De acordo com o conteúdo de um e-mail direcionado enviado pela Microsoft a alguns usuários do Insider, os convidados podem ingressar em um grupo dedicado de pesquisa de UX e participar de uma série de pesquisas e testes relacionados à experiência futura do Windows. A Microsoft enfatizou no e-mail que esses estudos “ajudarão a moldar o futuro do Windows”. Após clicar no link do e-mail, o usuário irá para a plataforma terceirizada "Entrevistas com Usuários" para preencher o questionário. Primeiro, eles precisam verificar o tipo de dispositivo que utilizam principalmente. As opções abrangem desktops e laptops Windows, notebooks Apple, iPads, Chromebooks, dispositivos Linux, iPhones e telefones Android, etc.
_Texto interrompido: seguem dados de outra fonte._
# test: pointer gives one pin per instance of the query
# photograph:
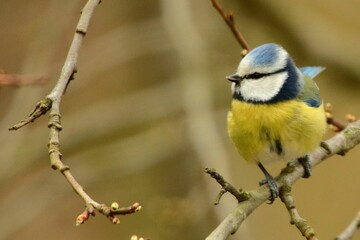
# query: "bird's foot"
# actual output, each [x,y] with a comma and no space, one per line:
[274,189]
[305,162]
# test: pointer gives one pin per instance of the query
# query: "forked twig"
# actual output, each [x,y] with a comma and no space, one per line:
[52,103]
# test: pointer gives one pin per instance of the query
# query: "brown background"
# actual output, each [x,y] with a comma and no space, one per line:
[146,113]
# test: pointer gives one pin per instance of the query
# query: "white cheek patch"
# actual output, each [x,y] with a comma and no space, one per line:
[263,89]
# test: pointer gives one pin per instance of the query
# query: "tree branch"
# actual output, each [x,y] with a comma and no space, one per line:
[230,21]
[52,103]
[340,143]
[306,230]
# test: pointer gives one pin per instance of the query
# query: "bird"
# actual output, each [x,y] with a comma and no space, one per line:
[276,110]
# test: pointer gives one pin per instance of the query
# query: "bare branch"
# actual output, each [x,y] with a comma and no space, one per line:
[340,143]
[52,103]
[306,230]
[230,21]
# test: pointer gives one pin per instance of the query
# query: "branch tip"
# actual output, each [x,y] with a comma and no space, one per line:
[42,107]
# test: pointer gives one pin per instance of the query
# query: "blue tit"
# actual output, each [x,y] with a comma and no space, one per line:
[276,111]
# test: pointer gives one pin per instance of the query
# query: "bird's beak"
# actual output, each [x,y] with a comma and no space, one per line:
[236,78]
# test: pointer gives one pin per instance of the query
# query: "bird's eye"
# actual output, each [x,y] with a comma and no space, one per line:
[255,75]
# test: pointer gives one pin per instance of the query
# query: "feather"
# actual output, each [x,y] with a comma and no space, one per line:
[311,71]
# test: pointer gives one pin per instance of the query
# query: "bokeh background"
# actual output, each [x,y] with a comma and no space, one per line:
[147,113]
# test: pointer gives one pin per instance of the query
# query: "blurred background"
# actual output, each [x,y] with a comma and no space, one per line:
[146,114]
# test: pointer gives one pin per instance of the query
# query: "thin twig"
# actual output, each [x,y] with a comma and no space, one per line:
[230,21]
[341,142]
[52,102]
[226,187]
[351,229]
[306,230]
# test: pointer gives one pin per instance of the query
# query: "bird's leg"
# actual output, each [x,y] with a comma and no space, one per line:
[271,182]
[305,162]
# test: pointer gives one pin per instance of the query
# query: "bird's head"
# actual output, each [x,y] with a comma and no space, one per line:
[266,74]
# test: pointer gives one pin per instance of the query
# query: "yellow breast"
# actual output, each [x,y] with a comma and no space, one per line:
[268,132]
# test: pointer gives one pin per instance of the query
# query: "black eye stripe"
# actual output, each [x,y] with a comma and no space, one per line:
[257,75]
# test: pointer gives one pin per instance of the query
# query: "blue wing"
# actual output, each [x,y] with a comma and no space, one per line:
[311,71]
[310,92]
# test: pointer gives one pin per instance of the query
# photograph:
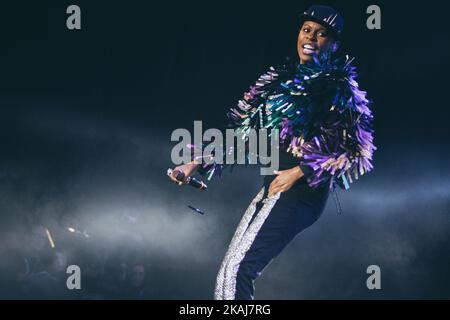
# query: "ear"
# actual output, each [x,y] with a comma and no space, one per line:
[336,46]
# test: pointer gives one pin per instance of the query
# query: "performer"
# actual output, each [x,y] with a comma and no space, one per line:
[326,139]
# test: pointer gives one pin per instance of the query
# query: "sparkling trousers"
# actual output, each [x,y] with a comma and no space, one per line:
[267,227]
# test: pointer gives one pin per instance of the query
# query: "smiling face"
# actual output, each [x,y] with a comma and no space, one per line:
[314,39]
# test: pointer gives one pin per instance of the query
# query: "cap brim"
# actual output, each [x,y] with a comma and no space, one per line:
[305,17]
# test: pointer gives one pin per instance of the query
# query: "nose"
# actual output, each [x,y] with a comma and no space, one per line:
[312,37]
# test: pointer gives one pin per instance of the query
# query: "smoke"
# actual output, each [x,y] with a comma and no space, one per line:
[108,183]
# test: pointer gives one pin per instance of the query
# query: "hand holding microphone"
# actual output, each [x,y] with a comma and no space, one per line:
[177,175]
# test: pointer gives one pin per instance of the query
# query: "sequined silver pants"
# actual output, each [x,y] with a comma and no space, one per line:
[266,228]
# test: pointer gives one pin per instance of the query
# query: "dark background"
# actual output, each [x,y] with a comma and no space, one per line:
[85,124]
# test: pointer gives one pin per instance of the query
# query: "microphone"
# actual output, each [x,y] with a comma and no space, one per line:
[193,182]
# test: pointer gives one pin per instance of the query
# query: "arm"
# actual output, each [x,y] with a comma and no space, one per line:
[285,180]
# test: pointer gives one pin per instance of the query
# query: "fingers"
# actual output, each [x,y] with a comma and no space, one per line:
[274,188]
[172,177]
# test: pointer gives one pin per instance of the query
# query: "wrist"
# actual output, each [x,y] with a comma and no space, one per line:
[297,172]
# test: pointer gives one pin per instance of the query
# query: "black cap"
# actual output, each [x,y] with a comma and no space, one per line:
[326,16]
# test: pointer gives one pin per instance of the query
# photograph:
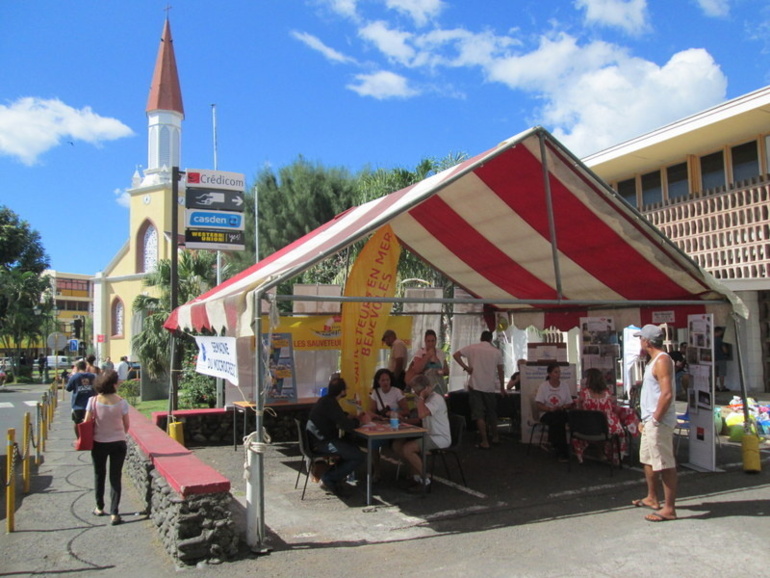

Essa faixa obviamente excede a plataforma Windows tradicional.
Posteriormente, o questionário perguntará sobre os tipos de tarefas que os usuários realizam frequentemente no computador todas as semanas, como produtividade de escritório, desenvolvimento de software, suporte de TI, trabalho criativo e jogos pesados para PC. O questionário também lista um item separado para confirmar se o usuário realiza desenvolvimento de software, site ou aplicativo semanalmente. As próximas questões giram em torno da participação dos usuários no projeto Windows Insider, incluindo o canal atual (atualmente principalmente os canais "experimentais" e de "teste") e os canais onde costumam fornecer feedback e discutir questões de uso do Windows e opiniões de experiência. No final do questionário estão informações demográficas comuns, incluindo género, situação profissional actual, etc., que são utilizadas para enriquecer o retrato da amostra do inquérito.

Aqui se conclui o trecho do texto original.